Do you think I should make something else for the raffle? Call it a lesson learned and make another cake?
How about putting it in your oven with just the light bulb that lights the oven on. I've heard that will give off a little heat. Maybe enough to dry the fondant. If only you had added a little gumpaste it would dry more quickly. Any change you can redo?
I would use a little fan pointed directly on it ON HIGH! Things that are still dusted with corn starch dry much faster for me and I just brush it off later. If you can get air under and around it it will dry faster. Parchment paper will alow air to move more where wax paper will not. If it wouldn't stick I would even go as far as placing it on a peice of foam or a washcloth to help with air flow under it.
I wouldn't do the oven thing it needs more air to absorb the moisture from it. An oven is mostly sealed with vents and dosn't get good air flow.
Put your cake under the air condition vent and lower the air so it keeps blowing on it.
Put your cake under the air condition vent and lower the air so it keeps blowing on it.
good idea!
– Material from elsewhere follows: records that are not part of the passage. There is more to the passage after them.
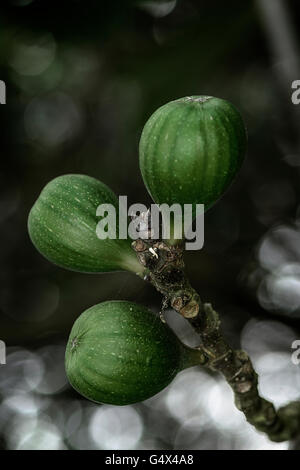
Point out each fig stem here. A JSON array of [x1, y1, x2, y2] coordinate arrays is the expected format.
[[132, 239, 300, 442]]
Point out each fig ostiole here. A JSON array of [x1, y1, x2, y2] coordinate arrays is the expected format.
[[28, 174, 142, 275], [65, 301, 203, 405]]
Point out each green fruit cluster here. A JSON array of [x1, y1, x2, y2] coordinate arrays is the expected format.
[[28, 96, 247, 405]]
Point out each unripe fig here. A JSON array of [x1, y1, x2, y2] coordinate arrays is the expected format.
[[139, 96, 247, 216], [66, 301, 203, 405], [28, 174, 141, 273]]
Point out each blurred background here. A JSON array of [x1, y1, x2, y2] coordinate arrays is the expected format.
[[0, 0, 300, 449]]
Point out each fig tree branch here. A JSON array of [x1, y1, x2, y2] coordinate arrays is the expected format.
[[132, 239, 300, 442]]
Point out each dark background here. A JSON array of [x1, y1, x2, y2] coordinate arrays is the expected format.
[[0, 0, 300, 449]]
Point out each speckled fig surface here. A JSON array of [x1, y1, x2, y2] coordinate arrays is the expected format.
[[139, 96, 247, 214], [65, 301, 199, 405], [28, 174, 140, 272]]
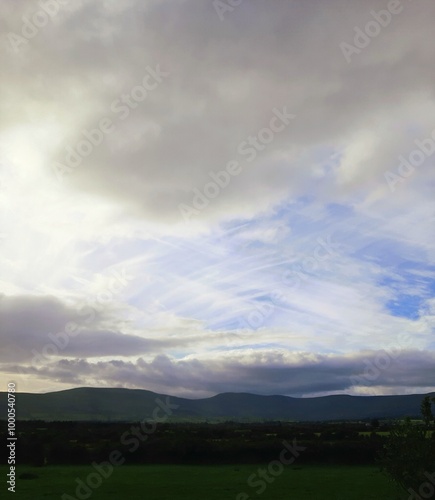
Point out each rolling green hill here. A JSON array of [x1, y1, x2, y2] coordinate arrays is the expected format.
[[0, 387, 435, 421]]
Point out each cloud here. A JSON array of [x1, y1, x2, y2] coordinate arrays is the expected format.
[[0, 0, 435, 395], [4, 349, 435, 397]]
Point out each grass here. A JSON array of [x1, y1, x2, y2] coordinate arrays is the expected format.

Trying that now!
ALowering temp in your house raises the humidity. This is apparently counter intuitive and the opposite of what people in the a/c business usually say.
I Googled it again and the sites that seemed science based said turning your a/c temp down lower raises humidity and this has been my personal experience. Everything else I found says the opposite. But I'm inclined to go with what I've actually observed. Outside humidity and temp may be a factor, from what I was reading.
AHowsweet is right about the a/c! Last summer during a very humid stretch I had an awful time trying to get cookies with fondant decorations to dry enough to be mailed. Moving them close to the a/c actually made them sticky and softer than they had been before.
If you have lights under your upper cabinets (assuming you have those), try putting it up near those lights. It will still get the air flow, but it will get a little heat to speed the drying process like you would in the oven.
Good luck!
Would putting it in the freezer help? I'm also trying to make some fondant dry quicker. A last minute request for a cake for tomorrow night!
I have a 6 inch fan I use to help dry items like that. How about using a hair drier on cool, low setting?
If you put it in the freezer it wont dry and when you get it out of the freezer it will be worse than when you put it in there.
If I were you I would try modeling chocolate, it will set up much easier than fondant when you are in a hurry and it wont break from handling it (just melt and soften up if you have hot hands like me :-( - I always keep an 'ice mat' on my bench when I am working with MC to cool my hands on)
You would be better off remaking the item out of gumpaste or adding tylose powder to the fondant.
Next time I will add the gumpaste. Forgot about that - but i did put it in the freezer then the refrigerator overnight. Just delivered it and she loves it. She's keeping it cool until the party tonight at 7. Couldn't use chocolate - the person it was for doesn't like chocolate. Then again... I'm sure they won't eat the fonadant!
Thanks for the suggestions! :D
Keep in mind you can make modeling chocolate out of white chocolate or candy melts. Definitely no real chocolate in those unless they are chocolate flavored!
Blowing A/C probably made it sticky because it was cold enough that moisture condensed out of the air onto it, like it does on a glass of ice water.
Relative humidity will sometimes go up when it cools down, because it's a measure of how much moisture is in the air relative to what it can hold at that specific temperature, and cold air holds less moisture. However, running the A/C will drop the dew point, the total amount of moisture in the air.
Like others, when I want fondant to dry quickly I add tylose powder, which isn't much help for you at this point, alas.